Paying it forward: passing your SMSF to the next generation

So you’ve decided to look after your future and gotten yourself a self-managed super fund (SMSF). You’ve even taken the step of investing in a property, probably with an SMSF loan. But have you considered what will happen to it if after you’re gone?

Corporate trustees

Each time an individual trustee joins or leaves your SMSF, you have to change the ownership of the assets that are held by your fund. Setting up a company to be your trustee saves you the hassle of updating all the documents related to your ownership.

You must have at least two individual trustees for a sole member SMSF, whereas a corporate trustee can have one person as the sole member and sole director.

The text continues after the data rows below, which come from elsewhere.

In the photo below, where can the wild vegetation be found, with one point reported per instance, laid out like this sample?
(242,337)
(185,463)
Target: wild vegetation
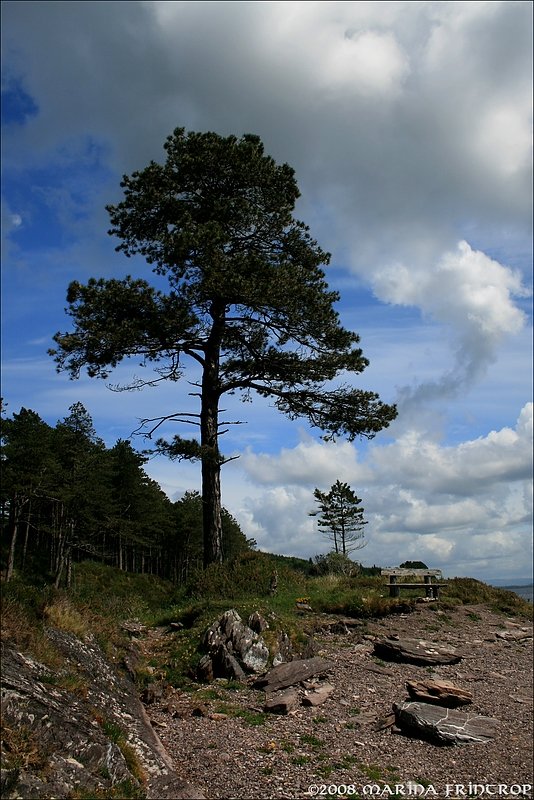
(65,497)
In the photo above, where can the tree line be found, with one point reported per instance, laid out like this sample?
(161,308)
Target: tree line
(246,301)
(65,496)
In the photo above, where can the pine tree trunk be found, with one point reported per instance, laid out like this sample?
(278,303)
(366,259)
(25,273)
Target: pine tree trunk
(26,537)
(17,510)
(209,435)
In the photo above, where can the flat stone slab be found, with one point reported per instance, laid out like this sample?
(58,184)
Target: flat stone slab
(416,651)
(440,693)
(443,726)
(293,672)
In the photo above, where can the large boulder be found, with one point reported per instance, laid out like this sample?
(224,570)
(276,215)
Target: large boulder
(234,649)
(443,726)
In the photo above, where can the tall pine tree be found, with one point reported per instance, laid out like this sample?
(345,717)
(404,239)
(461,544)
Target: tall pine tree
(247,301)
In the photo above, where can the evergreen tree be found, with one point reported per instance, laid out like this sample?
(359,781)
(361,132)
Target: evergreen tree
(341,517)
(83,491)
(247,300)
(27,475)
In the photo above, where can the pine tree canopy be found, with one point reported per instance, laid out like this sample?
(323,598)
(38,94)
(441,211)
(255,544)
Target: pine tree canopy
(246,295)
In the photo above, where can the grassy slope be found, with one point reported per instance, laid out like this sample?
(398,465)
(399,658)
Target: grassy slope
(102,597)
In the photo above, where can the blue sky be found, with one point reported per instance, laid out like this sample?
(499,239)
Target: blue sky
(409,126)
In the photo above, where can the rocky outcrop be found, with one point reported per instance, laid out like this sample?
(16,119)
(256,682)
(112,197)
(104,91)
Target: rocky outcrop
(83,726)
(234,649)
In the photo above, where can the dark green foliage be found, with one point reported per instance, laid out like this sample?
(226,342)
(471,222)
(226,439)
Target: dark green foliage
(66,498)
(247,300)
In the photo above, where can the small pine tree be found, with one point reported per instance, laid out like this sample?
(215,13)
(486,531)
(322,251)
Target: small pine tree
(341,517)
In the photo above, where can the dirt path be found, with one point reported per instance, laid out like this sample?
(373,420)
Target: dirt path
(337,747)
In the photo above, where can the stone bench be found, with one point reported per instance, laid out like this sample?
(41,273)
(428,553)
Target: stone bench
(428,584)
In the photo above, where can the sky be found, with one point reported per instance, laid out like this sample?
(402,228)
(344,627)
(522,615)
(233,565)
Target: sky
(409,126)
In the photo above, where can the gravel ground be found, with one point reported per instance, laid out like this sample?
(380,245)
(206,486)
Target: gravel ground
(336,747)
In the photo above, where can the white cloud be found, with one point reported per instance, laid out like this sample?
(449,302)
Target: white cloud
(449,505)
(409,126)
(308,462)
(473,295)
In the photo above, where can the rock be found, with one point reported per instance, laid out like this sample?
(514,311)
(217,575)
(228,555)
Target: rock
(234,647)
(71,728)
(416,651)
(205,669)
(225,665)
(154,692)
(443,726)
(285,649)
(282,703)
(257,623)
(514,634)
(285,675)
(440,693)
(318,695)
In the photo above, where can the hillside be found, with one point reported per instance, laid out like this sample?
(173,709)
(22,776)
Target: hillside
(144,634)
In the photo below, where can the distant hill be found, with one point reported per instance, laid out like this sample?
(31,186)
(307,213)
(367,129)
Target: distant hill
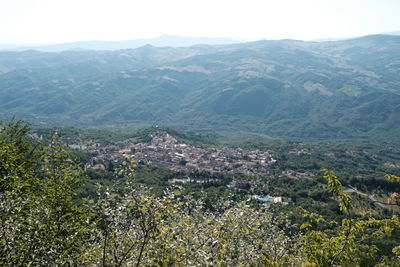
(323,90)
(161,41)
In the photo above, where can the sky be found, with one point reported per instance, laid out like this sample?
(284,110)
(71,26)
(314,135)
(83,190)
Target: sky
(60,21)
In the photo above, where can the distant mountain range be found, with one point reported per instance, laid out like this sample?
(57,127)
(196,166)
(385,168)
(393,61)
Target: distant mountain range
(161,41)
(342,89)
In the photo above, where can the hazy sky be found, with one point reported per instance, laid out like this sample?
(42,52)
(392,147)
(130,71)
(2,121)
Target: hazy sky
(55,21)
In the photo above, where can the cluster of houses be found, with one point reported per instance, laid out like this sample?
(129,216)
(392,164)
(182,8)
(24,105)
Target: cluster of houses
(165,150)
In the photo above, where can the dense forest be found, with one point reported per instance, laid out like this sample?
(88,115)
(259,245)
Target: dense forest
(53,211)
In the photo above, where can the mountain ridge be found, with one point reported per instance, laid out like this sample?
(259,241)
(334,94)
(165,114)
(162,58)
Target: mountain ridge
(289,88)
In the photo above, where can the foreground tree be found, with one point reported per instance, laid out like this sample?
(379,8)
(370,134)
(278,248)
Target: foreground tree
(346,243)
(41,222)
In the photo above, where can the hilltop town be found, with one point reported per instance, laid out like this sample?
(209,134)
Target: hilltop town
(165,150)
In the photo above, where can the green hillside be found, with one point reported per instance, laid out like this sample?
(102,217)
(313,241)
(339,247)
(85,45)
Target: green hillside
(341,89)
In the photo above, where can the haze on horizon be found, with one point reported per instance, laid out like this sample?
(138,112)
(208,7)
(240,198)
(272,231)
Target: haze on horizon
(49,21)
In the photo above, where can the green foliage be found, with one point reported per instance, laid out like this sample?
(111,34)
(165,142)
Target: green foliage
(41,222)
(345,243)
(44,222)
(279,88)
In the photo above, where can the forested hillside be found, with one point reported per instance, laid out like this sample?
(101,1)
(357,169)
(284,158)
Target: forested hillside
(48,218)
(341,89)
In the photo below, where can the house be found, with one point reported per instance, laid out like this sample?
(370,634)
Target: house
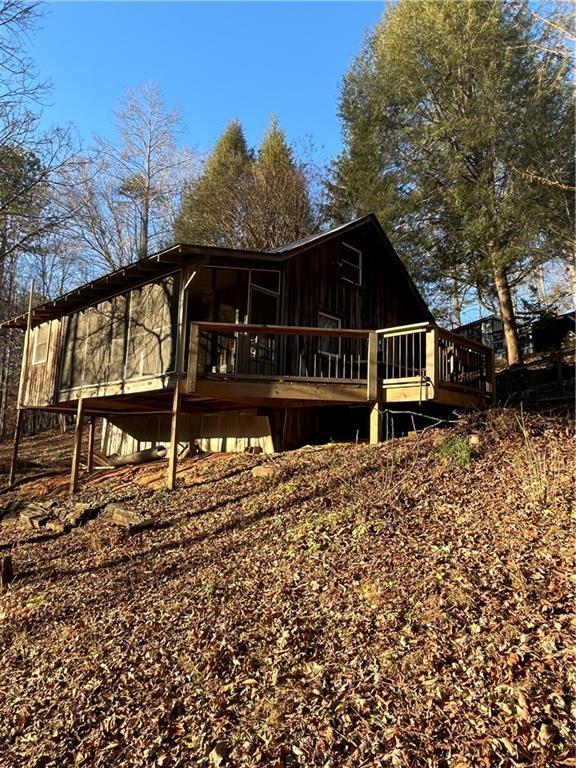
(232,348)
(550,332)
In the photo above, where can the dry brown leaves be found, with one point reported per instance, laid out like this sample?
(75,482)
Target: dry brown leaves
(384,606)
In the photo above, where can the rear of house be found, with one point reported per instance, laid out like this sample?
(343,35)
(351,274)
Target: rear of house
(234,348)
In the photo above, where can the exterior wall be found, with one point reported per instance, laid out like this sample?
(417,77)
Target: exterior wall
(130,338)
(314,282)
(41,368)
(215,431)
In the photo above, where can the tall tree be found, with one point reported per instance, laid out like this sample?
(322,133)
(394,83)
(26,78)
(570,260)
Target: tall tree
(278,200)
(31,161)
(213,208)
(455,116)
(246,199)
(123,199)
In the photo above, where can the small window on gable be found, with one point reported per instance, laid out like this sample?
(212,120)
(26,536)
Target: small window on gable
(41,341)
(351,264)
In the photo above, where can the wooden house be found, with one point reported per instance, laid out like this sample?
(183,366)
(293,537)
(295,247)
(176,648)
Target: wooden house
(231,347)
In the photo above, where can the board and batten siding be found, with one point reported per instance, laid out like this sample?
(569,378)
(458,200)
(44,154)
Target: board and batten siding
(41,364)
(129,338)
(319,281)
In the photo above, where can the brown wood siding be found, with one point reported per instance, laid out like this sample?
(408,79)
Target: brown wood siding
(124,339)
(314,283)
(40,381)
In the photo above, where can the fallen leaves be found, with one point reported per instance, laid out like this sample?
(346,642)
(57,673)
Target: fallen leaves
(357,609)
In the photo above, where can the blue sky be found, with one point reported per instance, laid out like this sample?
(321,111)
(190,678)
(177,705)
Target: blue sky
(214,60)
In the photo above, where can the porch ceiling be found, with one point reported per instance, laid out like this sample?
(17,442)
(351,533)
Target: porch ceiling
(131,276)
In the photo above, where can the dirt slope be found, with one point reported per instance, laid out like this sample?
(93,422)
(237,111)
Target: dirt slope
(402,605)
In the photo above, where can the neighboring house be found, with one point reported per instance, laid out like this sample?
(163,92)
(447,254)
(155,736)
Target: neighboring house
(543,335)
(231,348)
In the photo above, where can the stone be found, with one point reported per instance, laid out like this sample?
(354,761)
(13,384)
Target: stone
(264,471)
(56,526)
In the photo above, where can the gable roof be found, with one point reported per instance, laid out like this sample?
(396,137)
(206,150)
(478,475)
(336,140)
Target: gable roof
(169,260)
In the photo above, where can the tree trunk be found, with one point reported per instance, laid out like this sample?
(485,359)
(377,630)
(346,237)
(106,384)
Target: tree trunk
(513,349)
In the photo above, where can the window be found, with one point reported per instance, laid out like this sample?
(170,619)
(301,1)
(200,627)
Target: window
(328,345)
(351,264)
(41,341)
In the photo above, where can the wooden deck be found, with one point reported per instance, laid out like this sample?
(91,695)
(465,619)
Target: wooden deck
(291,366)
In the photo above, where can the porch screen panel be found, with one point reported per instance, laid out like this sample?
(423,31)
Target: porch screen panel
(150,336)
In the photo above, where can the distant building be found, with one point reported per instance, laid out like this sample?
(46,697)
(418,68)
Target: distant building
(543,335)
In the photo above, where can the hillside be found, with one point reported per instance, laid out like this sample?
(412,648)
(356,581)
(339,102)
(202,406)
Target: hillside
(400,605)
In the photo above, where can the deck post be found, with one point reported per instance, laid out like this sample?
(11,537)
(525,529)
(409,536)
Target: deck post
(432,361)
(173,451)
(192,372)
(492,375)
(372,372)
(91,440)
(77,446)
(375,424)
(17,430)
(21,386)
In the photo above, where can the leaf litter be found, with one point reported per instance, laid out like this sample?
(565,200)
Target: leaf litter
(395,605)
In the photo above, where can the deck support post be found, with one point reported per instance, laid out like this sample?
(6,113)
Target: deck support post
(375,424)
(372,372)
(21,387)
(91,440)
(491,366)
(17,430)
(173,451)
(431,361)
(75,470)
(192,372)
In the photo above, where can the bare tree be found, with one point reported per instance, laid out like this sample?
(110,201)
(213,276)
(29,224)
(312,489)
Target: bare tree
(122,199)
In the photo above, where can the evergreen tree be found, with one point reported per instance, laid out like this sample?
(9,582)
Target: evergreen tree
(458,133)
(279,206)
(247,200)
(213,210)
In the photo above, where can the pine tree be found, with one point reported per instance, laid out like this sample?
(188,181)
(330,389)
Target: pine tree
(278,200)
(248,200)
(458,133)
(213,210)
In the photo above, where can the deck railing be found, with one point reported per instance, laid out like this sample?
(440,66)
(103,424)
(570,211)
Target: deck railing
(421,353)
(255,351)
(464,363)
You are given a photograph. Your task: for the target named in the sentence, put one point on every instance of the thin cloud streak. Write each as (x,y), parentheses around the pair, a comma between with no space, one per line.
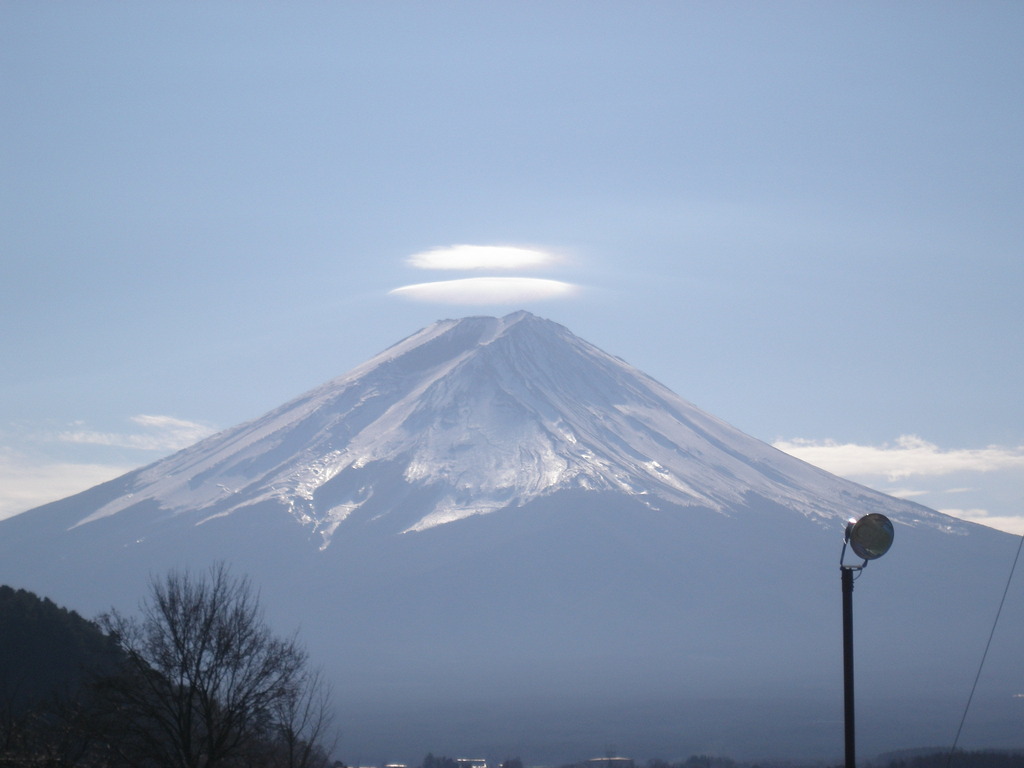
(1003,522)
(909,456)
(477,291)
(480,257)
(164,433)
(26,484)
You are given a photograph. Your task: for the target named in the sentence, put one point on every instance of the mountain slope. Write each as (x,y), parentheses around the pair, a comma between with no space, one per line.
(474,416)
(503,540)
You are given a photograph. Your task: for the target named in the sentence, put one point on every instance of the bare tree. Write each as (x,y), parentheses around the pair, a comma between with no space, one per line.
(206,680)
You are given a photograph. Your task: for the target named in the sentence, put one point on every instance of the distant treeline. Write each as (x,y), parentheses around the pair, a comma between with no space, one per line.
(958,759)
(198,680)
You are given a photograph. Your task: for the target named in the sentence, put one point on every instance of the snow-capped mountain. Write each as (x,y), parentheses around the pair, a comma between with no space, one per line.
(499,539)
(479,415)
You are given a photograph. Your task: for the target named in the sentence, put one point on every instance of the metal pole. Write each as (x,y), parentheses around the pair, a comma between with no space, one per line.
(851,759)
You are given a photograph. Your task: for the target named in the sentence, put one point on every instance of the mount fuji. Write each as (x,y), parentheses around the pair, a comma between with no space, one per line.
(499,539)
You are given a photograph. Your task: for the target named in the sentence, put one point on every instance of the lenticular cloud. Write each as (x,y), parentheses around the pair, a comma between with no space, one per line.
(479,257)
(486,291)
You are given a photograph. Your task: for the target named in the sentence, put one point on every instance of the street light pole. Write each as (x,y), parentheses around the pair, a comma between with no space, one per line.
(851,749)
(869,538)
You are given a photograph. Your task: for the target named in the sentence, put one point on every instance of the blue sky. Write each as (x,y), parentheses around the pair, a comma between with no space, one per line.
(803,217)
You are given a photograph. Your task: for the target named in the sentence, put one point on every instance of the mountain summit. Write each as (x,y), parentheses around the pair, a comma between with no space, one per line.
(501,540)
(472,416)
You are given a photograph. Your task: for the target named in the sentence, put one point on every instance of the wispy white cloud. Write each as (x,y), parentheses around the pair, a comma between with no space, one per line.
(909,456)
(480,257)
(159,433)
(1009,523)
(916,463)
(26,483)
(486,291)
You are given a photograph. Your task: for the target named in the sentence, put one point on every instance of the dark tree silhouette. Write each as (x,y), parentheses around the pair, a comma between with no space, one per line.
(206,683)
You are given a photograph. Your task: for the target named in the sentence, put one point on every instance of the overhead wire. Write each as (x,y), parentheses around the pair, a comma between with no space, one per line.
(981,666)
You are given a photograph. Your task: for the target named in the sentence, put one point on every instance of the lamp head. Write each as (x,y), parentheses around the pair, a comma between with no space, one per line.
(870,537)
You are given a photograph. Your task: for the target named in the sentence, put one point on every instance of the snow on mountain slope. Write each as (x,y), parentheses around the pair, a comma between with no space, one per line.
(478,415)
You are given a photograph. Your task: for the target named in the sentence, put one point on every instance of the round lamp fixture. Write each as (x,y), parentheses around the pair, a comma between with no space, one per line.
(870,537)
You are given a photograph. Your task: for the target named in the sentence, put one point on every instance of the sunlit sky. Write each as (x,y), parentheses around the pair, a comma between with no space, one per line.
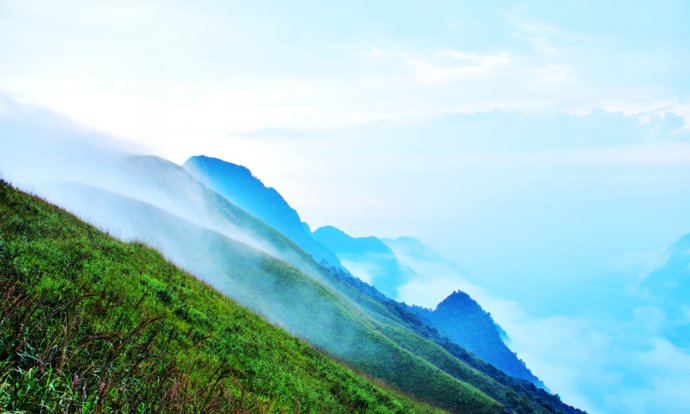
(541,145)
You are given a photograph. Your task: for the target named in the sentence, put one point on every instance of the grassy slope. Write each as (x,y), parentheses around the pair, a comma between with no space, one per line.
(92,322)
(373,336)
(289,298)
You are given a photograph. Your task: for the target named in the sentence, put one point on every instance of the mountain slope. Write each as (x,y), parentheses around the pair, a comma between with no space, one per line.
(375,335)
(367,258)
(81,311)
(462,320)
(240,187)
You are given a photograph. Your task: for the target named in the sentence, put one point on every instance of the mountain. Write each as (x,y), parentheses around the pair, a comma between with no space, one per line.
(668,288)
(154,200)
(89,309)
(237,184)
(367,258)
(459,317)
(462,319)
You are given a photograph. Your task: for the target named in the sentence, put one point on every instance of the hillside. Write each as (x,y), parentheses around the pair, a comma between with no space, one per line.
(372,333)
(92,324)
(463,321)
(237,184)
(367,258)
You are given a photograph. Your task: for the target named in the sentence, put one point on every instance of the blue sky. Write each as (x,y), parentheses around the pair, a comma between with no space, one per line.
(543,146)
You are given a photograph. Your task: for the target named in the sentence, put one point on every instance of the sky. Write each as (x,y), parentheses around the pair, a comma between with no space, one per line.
(542,146)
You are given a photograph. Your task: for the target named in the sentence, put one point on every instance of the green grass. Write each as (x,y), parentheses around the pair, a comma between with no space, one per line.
(375,336)
(92,324)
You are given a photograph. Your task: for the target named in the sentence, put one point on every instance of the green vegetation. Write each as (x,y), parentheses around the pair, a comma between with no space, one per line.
(354,323)
(92,324)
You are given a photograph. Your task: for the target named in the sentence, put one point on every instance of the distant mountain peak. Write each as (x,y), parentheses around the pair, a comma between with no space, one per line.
(340,242)
(242,188)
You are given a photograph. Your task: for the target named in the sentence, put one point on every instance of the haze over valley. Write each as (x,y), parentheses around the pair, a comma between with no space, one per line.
(494,197)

Not only this, if for whatever reason your fund is fined, the fine can only be applied once to your company, as opposed to every one of your individual trustees being fined.

And as companies can’t ‘die’, your fund will be protected if your trustee(s) pass away.

The low cost of establishing a company to be your trustee far outweigh the benefits.

Binding death benefit nomination

A binding death benefit nomination (BDBN) is when you write a notice saying where your death benefit will go. Make sure it’s quite specific to confirm what you want is carried out.

This is an added control to your corporate trustee to make sure no ugly family disputes happen. Not only will it save unsightly arguments, but you’ll also save plenty on legal fees.

For instance, this was evident in Katz v Grossman [2005] NSWSC 934, where the son sued his sister after she paid the death benefit from their deceased father’s SMSF to herself and her husband. The issue was that their father had only made a non-binding nomination for his fund to be split between his two children, which meant what the sister did was legal.

But a BDBN is not a guarantee that your succession is going to follow your wishes. To be absolutely sure, create a corporate trustee with the contribution of the shareholder(s) to the decision-making very clear.

It’s all very well saying that you should protect your SMSF for your next of kin, but unless you have something in your SMSF to protect, it doesn’t really help.

Loans can be taken out with your SMSF to buy investment properties. And because of this, your SMSF can acquire assets worth more than the available funds in your SMSF. Just be sure to talk to your financial adviser on SMSF loans to make sure you know what you’re doing.